Davalının delilleri arasında savcılık dosyası bulunmamaktadır. Bununla birlikte davalı 2. cevap dilekçesinde davacı ile tanık … hakkında dolandırıcılık suçundan soruşturma dosyasının bulunduğunu bildirmiştir. Adı geçen savcılık dosyası getirtilmemiştir. Davalı bu dosyada davacının ses kaydının yer aldığı CD de davacının ikrarının bulunduğunu öne sürmektedir. Her ne kadar davalı vekilinin talebiyle davacı taraf yemin etmiş olsa da İstanbul Anadolu CBS’ nin 2015/7344 sayılı dosyasının akıbeti sorulmalı ceza davası açıldığı takdirde sonucu beklenmelidir. Zira TBK’nın 74.maddesine göre tespit edilen maddi olgu hukuk mahkemesini bağlayacaktır. Dosya içerisinde davacının ses kaydı varsa ve davacıya ait olduğu belirlenirse HMK’ nın 188. maddesi anlamında ikrar niteliği taşıyıp taşımadığı belirlenmelidir.

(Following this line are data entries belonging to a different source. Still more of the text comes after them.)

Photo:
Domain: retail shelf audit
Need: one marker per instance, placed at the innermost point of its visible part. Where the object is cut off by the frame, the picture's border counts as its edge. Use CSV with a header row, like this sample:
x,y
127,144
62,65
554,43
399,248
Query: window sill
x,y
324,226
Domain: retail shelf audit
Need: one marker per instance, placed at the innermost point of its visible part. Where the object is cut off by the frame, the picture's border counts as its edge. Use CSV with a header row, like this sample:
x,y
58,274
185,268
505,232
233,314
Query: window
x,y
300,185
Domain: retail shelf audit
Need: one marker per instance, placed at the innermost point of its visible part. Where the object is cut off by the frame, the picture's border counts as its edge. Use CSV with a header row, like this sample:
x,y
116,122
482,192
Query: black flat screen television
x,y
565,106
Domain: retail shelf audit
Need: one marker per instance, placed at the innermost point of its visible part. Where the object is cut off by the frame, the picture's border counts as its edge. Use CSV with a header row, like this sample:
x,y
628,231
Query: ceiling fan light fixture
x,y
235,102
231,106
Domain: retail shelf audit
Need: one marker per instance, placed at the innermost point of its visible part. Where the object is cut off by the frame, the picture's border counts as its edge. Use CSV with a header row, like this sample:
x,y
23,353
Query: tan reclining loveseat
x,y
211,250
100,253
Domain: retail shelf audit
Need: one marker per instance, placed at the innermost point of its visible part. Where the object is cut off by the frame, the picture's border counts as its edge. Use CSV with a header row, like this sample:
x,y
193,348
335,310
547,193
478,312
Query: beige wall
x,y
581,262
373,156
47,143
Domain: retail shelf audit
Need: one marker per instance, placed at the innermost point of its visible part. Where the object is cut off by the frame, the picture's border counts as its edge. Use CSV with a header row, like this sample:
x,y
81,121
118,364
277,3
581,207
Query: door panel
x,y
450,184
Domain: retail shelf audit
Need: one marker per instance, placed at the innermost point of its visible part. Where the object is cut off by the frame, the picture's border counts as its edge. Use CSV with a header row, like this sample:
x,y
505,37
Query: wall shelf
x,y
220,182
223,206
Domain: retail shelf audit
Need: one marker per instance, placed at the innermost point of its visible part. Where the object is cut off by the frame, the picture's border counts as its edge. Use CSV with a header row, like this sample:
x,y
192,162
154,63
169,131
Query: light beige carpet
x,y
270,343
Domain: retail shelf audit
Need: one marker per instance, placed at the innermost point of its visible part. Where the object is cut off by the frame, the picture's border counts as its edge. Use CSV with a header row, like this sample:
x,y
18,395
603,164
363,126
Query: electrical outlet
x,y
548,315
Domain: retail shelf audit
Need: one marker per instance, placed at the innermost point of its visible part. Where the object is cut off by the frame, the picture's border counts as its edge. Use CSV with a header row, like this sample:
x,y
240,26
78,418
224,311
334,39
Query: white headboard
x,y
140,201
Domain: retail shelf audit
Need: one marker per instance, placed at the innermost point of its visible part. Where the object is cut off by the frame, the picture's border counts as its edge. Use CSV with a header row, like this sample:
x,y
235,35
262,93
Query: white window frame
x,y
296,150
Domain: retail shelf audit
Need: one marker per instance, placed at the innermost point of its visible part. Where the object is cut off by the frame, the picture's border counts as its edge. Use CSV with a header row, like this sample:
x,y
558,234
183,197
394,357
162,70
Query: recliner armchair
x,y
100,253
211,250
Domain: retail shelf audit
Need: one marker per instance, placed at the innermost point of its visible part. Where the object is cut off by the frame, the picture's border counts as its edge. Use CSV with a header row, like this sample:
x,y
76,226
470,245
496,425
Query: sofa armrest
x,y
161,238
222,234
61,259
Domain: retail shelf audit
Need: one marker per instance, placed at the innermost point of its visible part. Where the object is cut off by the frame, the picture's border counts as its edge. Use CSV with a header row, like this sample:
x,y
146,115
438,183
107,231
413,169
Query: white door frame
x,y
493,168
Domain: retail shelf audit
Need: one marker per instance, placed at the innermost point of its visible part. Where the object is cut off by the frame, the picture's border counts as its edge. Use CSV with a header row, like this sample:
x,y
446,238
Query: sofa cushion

Bu hususlar yerine getirilmeden icapsız yemine dayanarak karar verilmesi doğru sayılamaz. (Yargıtay 19 H.D. 26/03/2018 T. 2016/16691 E.- 2018/1524 K. ) Buna ek olarak davacı ile … arasındaki ilişkinin belirlenmesi babında davacının işletmesiyle ilgili SGK kayıtları, hizmet döküm belgeleri ve ilgili görülen evrak getirtilerek …’ın davacının çalışanı yahut birlikte faaliyette bulunup bulunmadıkları belirlenerek hep birlikte iddia ve savunmanın denetlenmesi gerekmekte olup, bunlar yerine getirilmeden verilen karar tahkikat anlamında eksik bir karardır.
Belirtilen eksiklikler tarafların davanın esasıyla ilgili olarak gösterdikleri delillerin hiçbiri toplanmadan veya gösterilen deliller değerlendirilmeden karar verilmiş olması anlamında olduğundan davalı vekilinin istinaf başvurusunun kabulü ile ilk derece mahkemesi kararının HMK 353/1-a6 maddesi uyarınca ortadan kaldırılarak, dava dosyasının mahkemesine geri gönderilmesi gerektiği kanaatine varılarak aşağıdaki hüküm kurulmuştur.
HÜKÜM : Yukarıda açıklanan nedenlerle;
Davalı vekilinin istinaf başvurusunun KABULÜ ile;
1-İstanbul Anadolu 3. Asliye Ticaret Mahkemesi’ nin 12/12/2017 tarih ve 2015/85 Esas – 2017/963 Karar sayılı kararının ORTADAN KALDIRILMASINA ve HMK 353/1-a6 maddesi uyarınca dosyanın mahkemesine İADESİNE,
2-Karar tarihi itibariyle Harçlar Kanunu gereğince istinaf yönünden davalı tarafça yatırılan 98,10 TL başvuru harcının hazineye gelir kaydına, 890,00 TL karar harcının talep halinde davalı tarafa iadesine,
3-İstinaf başvuru harcı 98,10 TL ve istinaf posta gideri 31,5 TL toplamı 129,6 TL’ nin davacıdan alınarak davalıya verilmesine,
4-Artan gider avansı olması halinde yatıran tarafa iadesine,
5-Kararın ilk derece mahkemesi tarafından taraflara tebliğe gönderilmesine,
Dosya üzerinde yapılan inceleme sonucunda 17/10/2018 tarihinde HMK 353/1-a6 maddesi gereğince kesin olarak oy birliği ile karar verildi.